There are days when I do indeed make the most of the long hours. However, those days are far too rare. Mostly I sit here staring at the window, watching the clock while cursing my twisted circadian rhythm. I am growing as  accustomed as one can I suppose. My wife and child suffer more from this new development in my life as a depressive far more than I. When they rise I've often been awake for several hours. The last thing I am is cheery. My beast is of a kind that when fully active somehow makes me the center of the universe. My family must act and react to me. In the morning they must pull me into a world that for the past several hours I have been receding from. My son is not met by hugs upon his waking. Rather he wakes to find his father laying motionless on the couch. He must all but beg to be acknowledged. How troubling this must be to the the two year old mind. My wife wakes and talks only to hear herself talk as my answers are mostly head nods in the positive or negative.  I am becoming a shell of a shell, my former self is all but lost to me now.

This loss of self is for me the most despicable element of my disease. I am constantly being deconstructed by my depression and never is the new self in any way better than the former.

A Brief Review

At the age of 12 I was diagnosed with Chronic Major Depression. That was 24 years ago. While the depression is constant, I have managed to adjust to such a degree that I have lived a not too bad life. However, one to two times a year I suffer from a major depressive episode which is debilitating and can last anywhere from two weeks to ten months. I have lost friends, and my self more times than I care to recall.

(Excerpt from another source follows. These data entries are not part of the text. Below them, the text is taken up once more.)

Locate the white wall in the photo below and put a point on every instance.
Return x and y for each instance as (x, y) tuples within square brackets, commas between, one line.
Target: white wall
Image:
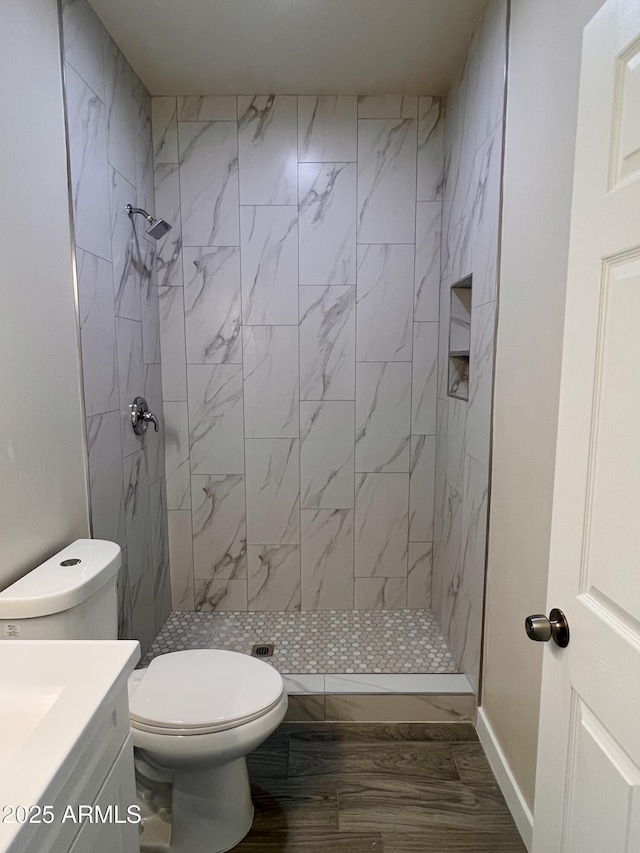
[(544, 56), (43, 495)]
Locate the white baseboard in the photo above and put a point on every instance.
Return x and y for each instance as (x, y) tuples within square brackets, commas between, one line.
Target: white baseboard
[(508, 785)]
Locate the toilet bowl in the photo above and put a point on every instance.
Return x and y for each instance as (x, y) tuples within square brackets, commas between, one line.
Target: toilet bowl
[(195, 715)]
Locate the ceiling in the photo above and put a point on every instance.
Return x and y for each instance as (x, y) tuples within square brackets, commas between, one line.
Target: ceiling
[(222, 47)]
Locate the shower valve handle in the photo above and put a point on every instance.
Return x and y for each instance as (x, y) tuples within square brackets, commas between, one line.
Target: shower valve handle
[(141, 417)]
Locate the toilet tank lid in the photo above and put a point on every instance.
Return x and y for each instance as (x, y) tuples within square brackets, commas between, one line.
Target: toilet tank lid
[(54, 587)]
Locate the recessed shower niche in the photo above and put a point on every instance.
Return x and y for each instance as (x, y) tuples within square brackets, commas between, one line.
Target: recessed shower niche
[(459, 339)]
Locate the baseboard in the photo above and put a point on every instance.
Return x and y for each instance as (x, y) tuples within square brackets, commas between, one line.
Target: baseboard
[(508, 785)]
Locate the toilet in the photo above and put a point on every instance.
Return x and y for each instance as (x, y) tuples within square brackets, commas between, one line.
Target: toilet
[(195, 715)]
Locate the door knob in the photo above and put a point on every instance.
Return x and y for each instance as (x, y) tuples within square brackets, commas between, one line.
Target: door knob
[(555, 628)]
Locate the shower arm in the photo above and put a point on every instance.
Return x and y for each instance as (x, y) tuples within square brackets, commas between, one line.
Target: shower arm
[(131, 210)]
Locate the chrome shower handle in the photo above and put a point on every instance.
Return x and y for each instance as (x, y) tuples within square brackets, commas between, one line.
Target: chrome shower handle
[(141, 416)]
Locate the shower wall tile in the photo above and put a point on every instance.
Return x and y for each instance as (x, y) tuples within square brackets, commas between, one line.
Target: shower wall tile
[(421, 488), (271, 381), (121, 113), (387, 151), (380, 594), (126, 249), (273, 491), (383, 416), (327, 343), (327, 559), (430, 148), (419, 576), (212, 305), (221, 595), (207, 108), (83, 35), (385, 302), (427, 267), (172, 343), (425, 377), (176, 432), (327, 129), (181, 559), (86, 115), (130, 378), (381, 525), (209, 183), (327, 454), (137, 516), (268, 149), (105, 477), (219, 527), (97, 333), (216, 422), (167, 196), (165, 130), (327, 226), (274, 577), (269, 250)]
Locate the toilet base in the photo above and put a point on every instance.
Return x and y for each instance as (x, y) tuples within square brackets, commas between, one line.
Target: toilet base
[(212, 809)]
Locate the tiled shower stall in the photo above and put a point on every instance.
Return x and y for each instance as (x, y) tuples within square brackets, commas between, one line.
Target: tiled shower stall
[(314, 460)]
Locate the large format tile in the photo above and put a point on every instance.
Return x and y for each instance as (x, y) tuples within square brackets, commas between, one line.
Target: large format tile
[(181, 559), (172, 343), (326, 454), (212, 307), (209, 183), (83, 39), (216, 424), (219, 527), (381, 525), (105, 477), (383, 416), (268, 149), (425, 378), (427, 270), (269, 250), (274, 577), (97, 333), (385, 302), (273, 491), (176, 439), (167, 204), (327, 343), (387, 180), (88, 158), (327, 227), (327, 559), (421, 507), (271, 381), (327, 129)]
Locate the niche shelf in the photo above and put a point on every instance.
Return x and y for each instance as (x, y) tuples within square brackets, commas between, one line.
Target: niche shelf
[(459, 339)]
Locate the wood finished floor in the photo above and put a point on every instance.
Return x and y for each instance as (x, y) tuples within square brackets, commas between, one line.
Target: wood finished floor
[(401, 788)]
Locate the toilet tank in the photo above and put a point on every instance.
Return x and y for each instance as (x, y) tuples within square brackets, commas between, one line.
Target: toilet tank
[(72, 596)]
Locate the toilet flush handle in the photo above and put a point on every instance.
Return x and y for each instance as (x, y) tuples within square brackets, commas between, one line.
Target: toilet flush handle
[(141, 417)]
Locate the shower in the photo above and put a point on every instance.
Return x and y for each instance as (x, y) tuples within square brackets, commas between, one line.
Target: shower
[(158, 227)]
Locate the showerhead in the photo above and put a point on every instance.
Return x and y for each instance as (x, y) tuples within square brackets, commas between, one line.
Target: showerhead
[(158, 227)]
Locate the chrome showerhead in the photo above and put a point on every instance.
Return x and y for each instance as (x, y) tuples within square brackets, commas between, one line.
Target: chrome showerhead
[(158, 227)]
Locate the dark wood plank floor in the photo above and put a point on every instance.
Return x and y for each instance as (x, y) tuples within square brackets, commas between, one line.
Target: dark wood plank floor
[(401, 788)]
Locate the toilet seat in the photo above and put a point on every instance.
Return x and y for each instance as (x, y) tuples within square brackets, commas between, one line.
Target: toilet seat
[(201, 691)]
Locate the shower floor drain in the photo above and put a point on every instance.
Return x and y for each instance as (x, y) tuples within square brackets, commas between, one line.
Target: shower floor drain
[(262, 650)]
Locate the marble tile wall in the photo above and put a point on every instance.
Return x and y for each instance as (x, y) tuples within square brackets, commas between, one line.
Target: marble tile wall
[(470, 229), (298, 300), (110, 147)]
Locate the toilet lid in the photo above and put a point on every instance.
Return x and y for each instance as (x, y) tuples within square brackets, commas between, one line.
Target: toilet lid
[(204, 690)]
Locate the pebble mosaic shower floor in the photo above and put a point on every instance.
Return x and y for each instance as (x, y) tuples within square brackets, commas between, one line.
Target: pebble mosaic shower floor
[(364, 641)]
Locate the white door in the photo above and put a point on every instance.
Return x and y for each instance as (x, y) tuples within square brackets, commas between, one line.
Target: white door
[(588, 782)]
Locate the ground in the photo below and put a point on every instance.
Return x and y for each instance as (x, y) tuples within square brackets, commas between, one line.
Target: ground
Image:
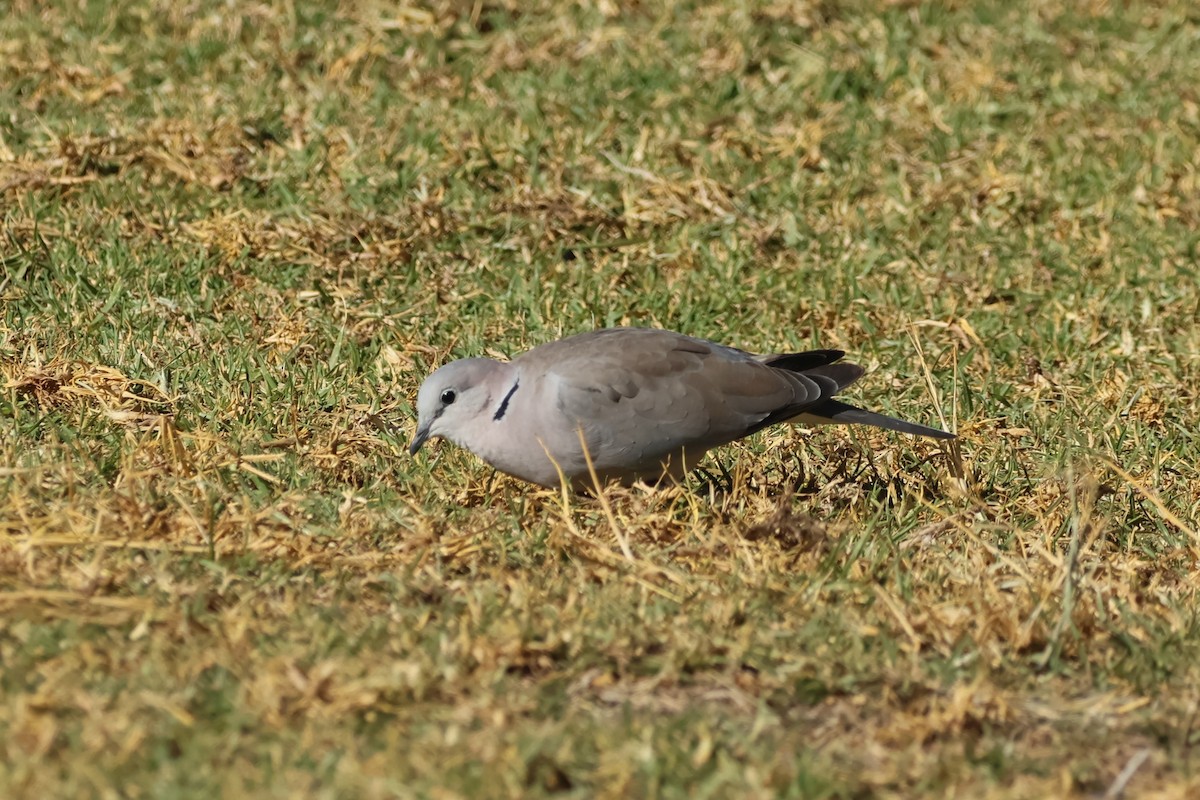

It is not my intention to rehash my past experiences save for when doing so is necessary to understand any current post. It is my hope that this all too public forum will serve as a means of communication as aside from my wife I have no friendships and as little contact with the world as possible. Furthermore, my doctor and therapist argue that I might glean some new take on my illness if I keep a running account of my existence.

I do not want your pity. I only wish to provide a honest and thorough accounting of my illness and its impact on my life. Now that I think about it, in many ways my illness is my life.